Ce film mexicain de Bunuel est important malgré des défauts qui empêchent un consensus général sur son contenu. Son rythme est inégal et son montage surprenant; quant aux plans surréalistes fort nombreux, il faut bien connaitre Bunuel pour les accepter dans un contexte aussi douloureux. C’est sans doute le film sur l’enfance abandonnée le plus implacable qui existe. Bunuel ne lâche rien et ne se donne aucune sortie heureuse, tous ses personnages en dehors des gendarmes et des enseignants sont détestables. Tous ont des excuses certes mais si les jeunes enfants sont peut-être récupérables, les grands adolescents et les adultes ne le sont plus y compris l’aveugle qui n’arrive même pas à faire pitié aux spectateurs. La responsable de ce que l’on voit à l’écran se nomme la misère, elle est traitée comme elle le mérite, sans aucune complaisance, avec comme seul remède énoncé par Bunuel lui même : le progrès social tant espéré par ce grand humaniste dont chaque film est un enrichissement sans équivalent. Ce n’est que sur le plan cinématographique que je me permets d’émettre quelques réserves car l’avenir montrera ce dont Bunuel est capable quand il introduit de la rigueur dans son montage. Dans Los Olvidados, la réalité est si désespérante que je n’ai pas supporté le coté surréaliste qui convient si bien à sa période française.
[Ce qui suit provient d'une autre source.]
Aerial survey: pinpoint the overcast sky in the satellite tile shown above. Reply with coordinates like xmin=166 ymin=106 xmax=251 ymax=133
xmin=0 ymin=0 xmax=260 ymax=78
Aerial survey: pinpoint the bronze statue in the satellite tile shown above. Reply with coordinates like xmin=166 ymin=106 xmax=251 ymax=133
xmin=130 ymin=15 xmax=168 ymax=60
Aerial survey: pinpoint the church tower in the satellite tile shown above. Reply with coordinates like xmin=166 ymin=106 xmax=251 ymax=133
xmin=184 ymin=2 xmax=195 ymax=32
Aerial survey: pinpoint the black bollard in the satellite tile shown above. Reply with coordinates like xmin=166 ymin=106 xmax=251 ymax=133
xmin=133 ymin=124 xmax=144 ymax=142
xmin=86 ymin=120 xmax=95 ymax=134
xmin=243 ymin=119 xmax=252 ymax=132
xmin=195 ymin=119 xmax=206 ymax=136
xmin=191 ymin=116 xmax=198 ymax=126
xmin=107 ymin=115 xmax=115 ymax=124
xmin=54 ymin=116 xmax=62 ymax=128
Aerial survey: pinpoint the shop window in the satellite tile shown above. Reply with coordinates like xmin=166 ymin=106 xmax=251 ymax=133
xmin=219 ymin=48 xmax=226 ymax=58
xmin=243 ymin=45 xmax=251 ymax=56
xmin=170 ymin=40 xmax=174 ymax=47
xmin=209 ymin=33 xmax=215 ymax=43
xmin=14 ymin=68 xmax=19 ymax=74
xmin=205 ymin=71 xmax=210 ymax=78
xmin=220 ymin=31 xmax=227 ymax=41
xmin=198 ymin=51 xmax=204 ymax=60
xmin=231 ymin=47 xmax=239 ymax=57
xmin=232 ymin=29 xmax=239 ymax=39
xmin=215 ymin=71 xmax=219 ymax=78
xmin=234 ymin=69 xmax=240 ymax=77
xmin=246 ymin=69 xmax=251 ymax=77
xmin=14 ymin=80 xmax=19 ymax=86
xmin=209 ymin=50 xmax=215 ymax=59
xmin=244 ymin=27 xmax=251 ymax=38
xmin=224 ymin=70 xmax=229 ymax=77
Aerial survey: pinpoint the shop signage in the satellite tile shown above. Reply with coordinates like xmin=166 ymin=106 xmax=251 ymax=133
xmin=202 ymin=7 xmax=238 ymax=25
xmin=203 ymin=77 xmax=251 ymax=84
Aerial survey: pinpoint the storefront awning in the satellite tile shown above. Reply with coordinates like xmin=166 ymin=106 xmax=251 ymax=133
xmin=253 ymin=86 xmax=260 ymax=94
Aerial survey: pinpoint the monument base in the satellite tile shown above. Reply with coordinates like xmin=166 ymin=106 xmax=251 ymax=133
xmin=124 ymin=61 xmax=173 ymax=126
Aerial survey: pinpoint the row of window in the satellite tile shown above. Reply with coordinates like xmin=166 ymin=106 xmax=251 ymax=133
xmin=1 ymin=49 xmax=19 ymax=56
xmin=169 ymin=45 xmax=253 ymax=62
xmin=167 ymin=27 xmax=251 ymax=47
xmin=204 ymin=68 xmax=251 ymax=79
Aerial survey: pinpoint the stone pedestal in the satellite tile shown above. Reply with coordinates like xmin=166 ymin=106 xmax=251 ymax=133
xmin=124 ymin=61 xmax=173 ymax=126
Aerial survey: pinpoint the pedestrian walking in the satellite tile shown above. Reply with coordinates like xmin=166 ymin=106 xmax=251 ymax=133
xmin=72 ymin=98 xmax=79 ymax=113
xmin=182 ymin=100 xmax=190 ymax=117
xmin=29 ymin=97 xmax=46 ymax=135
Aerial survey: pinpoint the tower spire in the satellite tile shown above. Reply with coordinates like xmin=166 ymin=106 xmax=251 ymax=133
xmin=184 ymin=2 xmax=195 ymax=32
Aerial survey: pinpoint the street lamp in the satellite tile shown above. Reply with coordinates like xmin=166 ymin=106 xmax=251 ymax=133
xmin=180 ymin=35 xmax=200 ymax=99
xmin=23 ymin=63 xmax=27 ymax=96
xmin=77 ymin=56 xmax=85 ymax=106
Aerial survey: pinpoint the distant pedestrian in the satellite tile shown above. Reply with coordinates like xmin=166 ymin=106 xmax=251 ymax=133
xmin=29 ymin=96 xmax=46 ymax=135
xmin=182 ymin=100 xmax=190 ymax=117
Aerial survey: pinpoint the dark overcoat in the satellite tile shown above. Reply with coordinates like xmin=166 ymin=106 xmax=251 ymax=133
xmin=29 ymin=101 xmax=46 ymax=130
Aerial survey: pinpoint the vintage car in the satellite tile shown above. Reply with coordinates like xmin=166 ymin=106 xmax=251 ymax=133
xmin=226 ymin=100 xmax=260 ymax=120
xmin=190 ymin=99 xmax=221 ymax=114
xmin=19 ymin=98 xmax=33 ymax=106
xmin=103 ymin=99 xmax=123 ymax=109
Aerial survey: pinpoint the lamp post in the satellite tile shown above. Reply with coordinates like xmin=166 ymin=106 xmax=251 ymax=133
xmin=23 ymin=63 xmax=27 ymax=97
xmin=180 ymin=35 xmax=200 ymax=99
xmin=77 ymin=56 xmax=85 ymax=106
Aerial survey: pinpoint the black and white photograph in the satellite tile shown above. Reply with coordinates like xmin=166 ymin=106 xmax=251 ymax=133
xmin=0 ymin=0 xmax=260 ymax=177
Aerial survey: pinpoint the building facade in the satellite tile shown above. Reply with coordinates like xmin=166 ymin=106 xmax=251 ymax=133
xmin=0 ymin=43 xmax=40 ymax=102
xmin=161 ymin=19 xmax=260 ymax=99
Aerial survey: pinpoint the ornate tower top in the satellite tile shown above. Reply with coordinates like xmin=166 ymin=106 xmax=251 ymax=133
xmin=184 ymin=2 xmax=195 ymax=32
Revu, près de 50 ans plus tard, dans le cadre de "travelling Mexico" à Rennes. Le noir et blanc convient à cette fable sociale. Même aujourd'hui, le film garde toute sa force et donne envie de se révolter contre la misère, l'injustice. Les dés sont pipés dès le départ et il est difficile de s'en sortir. Le personnage de ce jeune pré-adolescent, qui a tant besoin de l'amour de sa mère et réclame son pardon, est bouleversant! Beau film à voir et à revoir
Un drame poignant avec des acteurs très justes, Luis Buñuel réalise un véritable documentaire sur le Mexico pauvre des années 50, un film très intéressant donc. A voir.
"Los Olvidados" (Les Oubliés) est un film réaliste qui nous plonge dans un quartier défavorisé du Mexique où la misère règne. Une bande de jeunes plus ou moins délaissé par leurs parents s'organisent en bande pour survivre. Le jeu d'acteurs est très juste.